From the Series: Teaching Ecological Distress

A mixed herd of goats and sheep graze below the high passes in the Dhauladhar range of the Himalaya. The shepherds experience ecological stress mediated through the animals that they care for. Photo by Suraj Gupta shared with permission.

Guided Reading by Sophie Chao

Ogden, Laura A. 2021. Loss and Wonder at the World’s End. Durham, N.C.: Duke University Press.

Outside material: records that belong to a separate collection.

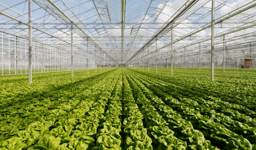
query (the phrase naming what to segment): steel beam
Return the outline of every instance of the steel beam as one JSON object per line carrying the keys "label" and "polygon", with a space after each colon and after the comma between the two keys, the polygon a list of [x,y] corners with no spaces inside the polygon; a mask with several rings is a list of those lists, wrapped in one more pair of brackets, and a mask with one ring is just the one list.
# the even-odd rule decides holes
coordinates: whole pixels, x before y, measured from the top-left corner
{"label": "steel beam", "polygon": [[28,0],[28,83],[32,83],[32,28],[31,0]]}
{"label": "steel beam", "polygon": [[214,15],[215,15],[215,0],[212,0],[212,42],[211,42],[211,56],[212,66],[211,71],[211,80],[214,81],[214,26],[215,20]]}

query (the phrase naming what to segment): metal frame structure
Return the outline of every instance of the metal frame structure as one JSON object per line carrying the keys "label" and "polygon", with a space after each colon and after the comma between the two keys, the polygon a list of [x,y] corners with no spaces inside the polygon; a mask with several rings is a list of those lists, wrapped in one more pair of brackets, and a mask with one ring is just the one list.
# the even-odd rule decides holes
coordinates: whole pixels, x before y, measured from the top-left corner
{"label": "metal frame structure", "polygon": [[49,56],[57,67],[64,58],[71,70],[78,63],[74,69],[95,71],[163,66],[172,75],[173,67],[211,67],[213,81],[214,69],[240,69],[245,59],[254,69],[255,6],[255,0],[0,0],[0,68],[3,75],[27,67],[32,82],[35,63],[43,70],[48,55],[37,43],[57,50]]}

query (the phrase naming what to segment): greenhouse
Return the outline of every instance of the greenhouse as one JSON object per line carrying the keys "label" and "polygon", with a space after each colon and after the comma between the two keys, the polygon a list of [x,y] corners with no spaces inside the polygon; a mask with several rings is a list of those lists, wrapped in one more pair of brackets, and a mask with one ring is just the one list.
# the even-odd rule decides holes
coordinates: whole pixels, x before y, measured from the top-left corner
{"label": "greenhouse", "polygon": [[0,0],[0,150],[256,150],[256,0]]}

Students in a course on “The Anthropocene” I convene at the University of Sydney identify Laura Ogden’s Loss and Wonder at the World’s End as a crucial resource for thinking and feeling their way through the realities and ruptures of ecological distress. In this ethnographic and archival foray into multispecies (un)worldings of the Fuegian Archipelago, loss and wonder center the concomitant situatedness and interconnectedness of biodiversity loss, colonial incursions, and more-than-human emergence, together with their affective toll on the peoples and places subject to anthropogenic violence. Loss and wonder invite students to consider in a reflexive and ethnographic mode how emotions including grief, rage, fear, and anxiety, and artistic endeavors including films, installations, and performances, shape how we relate to, and become curious about, other beings and futures, all the while interrogating the presumed universality of the Anthropocenic “we.” They bring us to ask: what more-than-human beings do we rub with in everyday life, and what forms of enchantment do these encounters enable? How do ecosystemic losses materialize and intersect with individual experiences of ecological distress? How might differently situated practices of wonder be harnessed to challenge the systems of power and privilege that determine where one world ends and another begins?

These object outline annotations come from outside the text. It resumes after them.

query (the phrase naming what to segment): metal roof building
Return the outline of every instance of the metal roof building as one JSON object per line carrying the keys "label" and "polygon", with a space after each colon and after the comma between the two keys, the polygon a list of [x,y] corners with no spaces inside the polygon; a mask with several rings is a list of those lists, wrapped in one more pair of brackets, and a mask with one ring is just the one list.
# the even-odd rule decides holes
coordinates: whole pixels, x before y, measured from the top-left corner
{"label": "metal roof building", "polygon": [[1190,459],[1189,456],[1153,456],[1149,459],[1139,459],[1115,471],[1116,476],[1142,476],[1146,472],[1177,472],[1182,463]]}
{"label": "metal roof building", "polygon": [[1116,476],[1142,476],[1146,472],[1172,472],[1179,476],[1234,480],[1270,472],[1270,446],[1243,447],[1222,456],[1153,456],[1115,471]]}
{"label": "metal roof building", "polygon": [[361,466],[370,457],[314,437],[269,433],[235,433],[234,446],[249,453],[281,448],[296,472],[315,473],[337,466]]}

Pedagogical Tool by Kerry Ryan Chance

My work examines the impact of urban fires and the role of eco-anxiety in Cape Town, South Africa, in shaping contemporary climate policies. In ‘Eco-anxiety and Climate Urgency’ (Chance 2022), I outline differing responses and levels of urgency ascribed to conflagrations among citizens, scientists, and officials. I characterize eco-anxiety not merely as an alleged public fear and affective state within popular discourses, but also as a set of political strategies and tactics. I use the term “eco-anxiety governance” to describe efforts to manage or profit from that mood and against particular subjects. Questions for the class to consider are: (1) How do risks and impacts from global environmental change differ across urban populations? (2) What strategies and tactics do the world’s most precarious communities forge in relation to emerging forms of climate governance?

Instructions for students (“at home”):

  1. Select a recent and specific fire in a country or region that is of interest to you.
  2. Do a news article review on that specific fire. In your review, find statements related to eco-anxiety from: officials, scientists, and ordinary citizens.
  3. Bring the results of your study to class for discussion in a small group setting.

Instructions for lecturers:

Following these steps, bring the class back to a large group discussion. Discuss the following questions:

  1. What senses of urgency (or a lack thereof) did you identify in the statements?
  2. In what ways do various actors use eco-anxiety, and to what ends?
  3. What have we learned about eco-anxiety?

References

Chance, Kerry Ryan. 2022. “Eco-Anxiety and Climate Urgency in the Mother City.” Transition 133, no. 1: 179–201.